Calvin Wankhede / Android Authority
TL;DR
- Anthropic is releasing a pair of its most powerful models to date with Claude Fable 5 and Mythos 5.
- While Mythos 5 is built to let security researchers discover vulnerabilities, the public Fable 5 has safeguards to prevent hacking.
- Both models show advanced capabilities for tackling even highly complex analytical tasks.
By now, you’ve almost certainly seen at least one AI demo that left you feeling a little off-kilter — “That’s not just good; that’s scarily good.” Whether we’re talking about AI stealing jobs from artists, or generating novel proofs for mathematical mysteries, we’re constantly finding new ways where AI-powered systems deliver results that make them seem almost uncomfortably powerful. Recently, we’ve heard Anthropic sharing its concerns about releasing its latest Claude Mythos model, which is just a little too good at finding software vulnerabilities. Today, however, Anthropic starts moving forward with just that.
Automated bug-hunting is nothing new, and computer scientists have been using tools like fuzzers for years, flooding software with random inputs in the hopes of causing a glitch. But AI represents a much more potent threat, and as vulnerability finders like Mythos have evolved, their creators have grown appropriately apprehensive about sharing their most powerful models.
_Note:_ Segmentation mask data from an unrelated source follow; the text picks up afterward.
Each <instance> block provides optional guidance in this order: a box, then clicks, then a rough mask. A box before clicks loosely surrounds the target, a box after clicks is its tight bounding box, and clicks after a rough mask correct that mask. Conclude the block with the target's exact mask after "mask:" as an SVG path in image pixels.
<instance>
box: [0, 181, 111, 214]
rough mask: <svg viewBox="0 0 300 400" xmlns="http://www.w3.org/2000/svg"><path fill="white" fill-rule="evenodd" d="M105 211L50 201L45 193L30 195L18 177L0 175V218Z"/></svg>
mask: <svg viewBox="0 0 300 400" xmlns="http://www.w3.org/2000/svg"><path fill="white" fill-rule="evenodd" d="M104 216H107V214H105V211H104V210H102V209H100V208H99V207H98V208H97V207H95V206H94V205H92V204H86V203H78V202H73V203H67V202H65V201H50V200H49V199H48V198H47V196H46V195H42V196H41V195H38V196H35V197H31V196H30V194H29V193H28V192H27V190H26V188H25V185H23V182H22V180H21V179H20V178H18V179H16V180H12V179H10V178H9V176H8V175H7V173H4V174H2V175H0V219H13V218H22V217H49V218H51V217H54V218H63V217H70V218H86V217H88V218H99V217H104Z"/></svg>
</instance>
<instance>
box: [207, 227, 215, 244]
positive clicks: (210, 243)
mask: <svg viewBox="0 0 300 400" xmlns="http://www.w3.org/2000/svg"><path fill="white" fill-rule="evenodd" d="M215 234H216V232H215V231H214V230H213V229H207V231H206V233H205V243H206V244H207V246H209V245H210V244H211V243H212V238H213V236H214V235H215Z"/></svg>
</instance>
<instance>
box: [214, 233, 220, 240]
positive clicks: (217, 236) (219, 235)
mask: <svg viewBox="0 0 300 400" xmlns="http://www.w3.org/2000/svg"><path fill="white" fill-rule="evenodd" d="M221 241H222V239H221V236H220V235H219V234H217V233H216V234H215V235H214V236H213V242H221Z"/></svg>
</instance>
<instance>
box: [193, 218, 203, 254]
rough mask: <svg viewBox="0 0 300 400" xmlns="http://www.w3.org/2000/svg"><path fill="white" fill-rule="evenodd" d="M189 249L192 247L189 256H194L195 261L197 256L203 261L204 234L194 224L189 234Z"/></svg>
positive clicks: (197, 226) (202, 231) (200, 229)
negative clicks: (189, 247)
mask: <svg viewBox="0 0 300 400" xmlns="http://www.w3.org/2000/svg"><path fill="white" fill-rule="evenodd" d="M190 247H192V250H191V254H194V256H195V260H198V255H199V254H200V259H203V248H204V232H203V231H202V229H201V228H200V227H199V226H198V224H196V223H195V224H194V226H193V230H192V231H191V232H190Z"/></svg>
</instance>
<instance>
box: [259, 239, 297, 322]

Rather than let its tech sit around gathering dust forever, today Anthropic shares the compromise it’s sorted out for how to deploy Mythos responsibly and safely. The key to this approach is dividing things into two separate models: Claude Fable 5 and Claude Mythos 5.
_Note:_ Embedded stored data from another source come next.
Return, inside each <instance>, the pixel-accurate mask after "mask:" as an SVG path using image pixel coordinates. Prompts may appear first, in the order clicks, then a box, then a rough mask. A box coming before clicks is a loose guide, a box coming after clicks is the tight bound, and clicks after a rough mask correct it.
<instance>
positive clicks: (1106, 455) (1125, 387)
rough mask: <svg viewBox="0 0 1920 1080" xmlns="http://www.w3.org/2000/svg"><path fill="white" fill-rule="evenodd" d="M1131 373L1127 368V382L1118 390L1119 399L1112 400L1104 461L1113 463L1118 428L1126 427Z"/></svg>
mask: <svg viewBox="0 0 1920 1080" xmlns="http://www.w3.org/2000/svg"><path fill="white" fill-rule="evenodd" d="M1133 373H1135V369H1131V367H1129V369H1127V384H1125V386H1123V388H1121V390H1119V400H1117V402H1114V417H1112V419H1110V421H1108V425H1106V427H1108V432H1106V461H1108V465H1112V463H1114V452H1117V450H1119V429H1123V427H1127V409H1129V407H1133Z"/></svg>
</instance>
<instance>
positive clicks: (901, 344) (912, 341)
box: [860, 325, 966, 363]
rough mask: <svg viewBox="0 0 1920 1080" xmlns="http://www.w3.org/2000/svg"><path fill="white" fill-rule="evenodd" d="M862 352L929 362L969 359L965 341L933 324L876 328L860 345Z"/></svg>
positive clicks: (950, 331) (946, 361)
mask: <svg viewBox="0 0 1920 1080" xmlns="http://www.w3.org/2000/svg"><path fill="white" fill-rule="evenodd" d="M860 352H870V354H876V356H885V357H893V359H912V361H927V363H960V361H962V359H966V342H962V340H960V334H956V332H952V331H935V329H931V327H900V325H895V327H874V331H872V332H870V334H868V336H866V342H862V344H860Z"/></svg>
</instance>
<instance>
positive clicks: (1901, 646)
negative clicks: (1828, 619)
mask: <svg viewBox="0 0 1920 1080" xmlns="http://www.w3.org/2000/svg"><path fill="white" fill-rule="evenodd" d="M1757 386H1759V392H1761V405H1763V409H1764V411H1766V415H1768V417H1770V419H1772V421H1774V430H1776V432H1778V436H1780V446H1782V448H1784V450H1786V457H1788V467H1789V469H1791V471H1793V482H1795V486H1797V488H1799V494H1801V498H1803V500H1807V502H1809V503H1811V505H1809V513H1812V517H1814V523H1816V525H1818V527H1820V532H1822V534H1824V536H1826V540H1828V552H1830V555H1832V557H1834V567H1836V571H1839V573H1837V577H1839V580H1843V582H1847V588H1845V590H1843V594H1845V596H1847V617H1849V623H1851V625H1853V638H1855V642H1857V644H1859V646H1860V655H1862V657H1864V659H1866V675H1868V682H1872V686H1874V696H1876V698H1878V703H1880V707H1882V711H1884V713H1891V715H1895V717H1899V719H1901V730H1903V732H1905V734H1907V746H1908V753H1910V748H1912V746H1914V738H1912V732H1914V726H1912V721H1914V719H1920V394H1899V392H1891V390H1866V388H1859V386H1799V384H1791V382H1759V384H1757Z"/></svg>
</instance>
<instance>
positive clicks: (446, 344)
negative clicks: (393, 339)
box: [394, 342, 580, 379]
Fable 5 is the model for the general public, and it’s a full-featured solution for tackling analytical tasks. This doesn’t have to be just finding software vulnerabilities — Fable 5 can help code, has powerful vision analysis tools, and can even develop internal strategies over time. According to Anthropic, “Fable 5’s capabilities exceed those of any model we’ve ever made generally available.”
But Anthropic is also releasing it with a few strings attached. Fable 5 is designed to resist attempts to use it to find the latest zero-day exploit, ready to be taken advantage of by bad actors and wreak havoc on global computer systems. When someone tries to push Fable 5 outside those bounds, the model will fall back to Claude Opus 4.8, instead.
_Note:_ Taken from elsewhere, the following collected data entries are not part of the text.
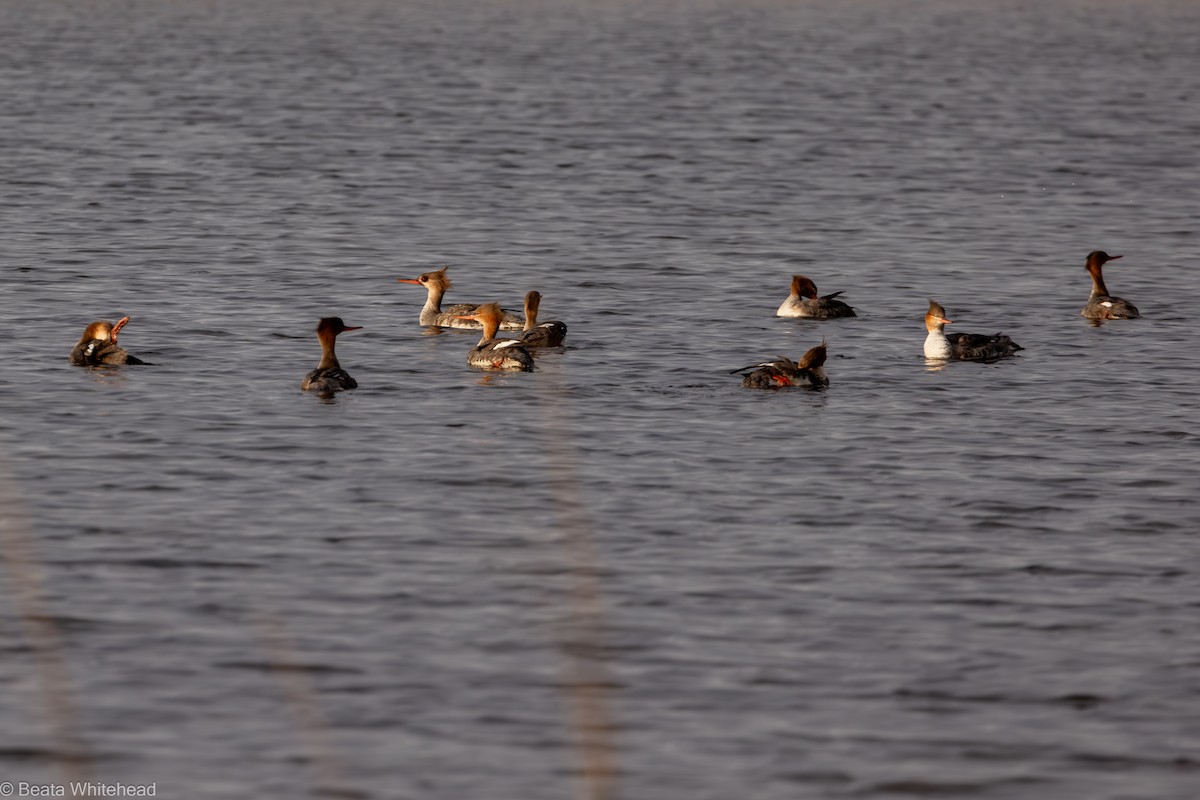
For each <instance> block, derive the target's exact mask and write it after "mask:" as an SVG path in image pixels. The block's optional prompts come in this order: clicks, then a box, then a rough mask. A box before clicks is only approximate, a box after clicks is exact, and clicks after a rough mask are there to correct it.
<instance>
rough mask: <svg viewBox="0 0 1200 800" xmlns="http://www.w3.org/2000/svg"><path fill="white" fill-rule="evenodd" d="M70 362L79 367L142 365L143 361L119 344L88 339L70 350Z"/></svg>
mask: <svg viewBox="0 0 1200 800" xmlns="http://www.w3.org/2000/svg"><path fill="white" fill-rule="evenodd" d="M71 363H73V365H76V366H79V367H97V366H100V365H121V363H128V365H144V363H145V361H143V360H142V359H138V357H137V356H132V355H130V354H128V351H127V350H126V349H125V348H122V347H121V345H119V344H115V343H113V342H102V341H100V339H90V341H88V342H79V343H78V344H76V345H74V349H72V350H71Z"/></svg>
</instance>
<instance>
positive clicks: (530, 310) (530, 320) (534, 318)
mask: <svg viewBox="0 0 1200 800" xmlns="http://www.w3.org/2000/svg"><path fill="white" fill-rule="evenodd" d="M535 327H538V301H535V300H526V324H524V327H522V329H521V330H523V331H532V330H533V329H535Z"/></svg>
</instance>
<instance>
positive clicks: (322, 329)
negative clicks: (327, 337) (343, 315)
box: [317, 317, 362, 339]
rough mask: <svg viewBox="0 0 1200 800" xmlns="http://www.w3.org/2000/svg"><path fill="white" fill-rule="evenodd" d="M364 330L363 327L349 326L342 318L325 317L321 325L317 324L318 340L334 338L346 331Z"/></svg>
mask: <svg viewBox="0 0 1200 800" xmlns="http://www.w3.org/2000/svg"><path fill="white" fill-rule="evenodd" d="M358 330H362V326H361V325H347V324H346V323H343V321H342V318H341V317H323V318H322V320H320V321H319V323H317V338H322V339H323V338H326V337H328V338H334V337H335V336H337V335H338V333H342V332H344V331H358Z"/></svg>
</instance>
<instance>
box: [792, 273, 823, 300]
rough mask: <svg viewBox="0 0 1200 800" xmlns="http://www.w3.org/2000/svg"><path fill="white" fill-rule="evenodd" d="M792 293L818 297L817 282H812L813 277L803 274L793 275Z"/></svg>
mask: <svg viewBox="0 0 1200 800" xmlns="http://www.w3.org/2000/svg"><path fill="white" fill-rule="evenodd" d="M792 294H796V295H799V296H802V297H816V296H817V284H815V283H812V278H806V277H804V276H803V275H793V276H792Z"/></svg>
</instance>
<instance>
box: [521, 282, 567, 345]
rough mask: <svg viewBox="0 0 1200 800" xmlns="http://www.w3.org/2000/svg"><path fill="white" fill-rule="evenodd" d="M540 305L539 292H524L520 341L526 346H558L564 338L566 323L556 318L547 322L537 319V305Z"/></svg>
mask: <svg viewBox="0 0 1200 800" xmlns="http://www.w3.org/2000/svg"><path fill="white" fill-rule="evenodd" d="M540 305H541V293H540V291H529V293H527V294H526V324H524V329H523V332H522V333H521V342H522V343H523V344H524V345H526V347H558V345H559V344H562V343H563V339H565V338H566V323H562V321H559V320H557V319H554V320H551V321H548V323H539V321H538V307H539V306H540Z"/></svg>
But then there’s Mythos 5, which is internally the same as Fable 5, but lacks many of those extra safeguards. The key here is that Anthropic plans to release it highly selectively, only inviting trusted members of the cybersecurity community to use it. In order to stay ahead of the bad guys, it’s important for a tool like this to be used to identify bugs and fix them, and this solution is intended to mitigate the risks that Mythos 5 gets re-purposed for nastiness.
Anthropic has developed a series of “classifiers” that attempt to recognize what users are trying to do with Fable 5, and they don’t just try to block hacking. They’re also built to stop anyone from using the model to develop ways to synthesize dangerous chemicals or biological compounds, or to extract enough internal information to build their own Fable 5 — without the safeguards in place.
Hopefully that proves enough to keep this public Mythos-based release operating safely, because we’re sure a lot of people will be trying very hard to unlock its full capabilities.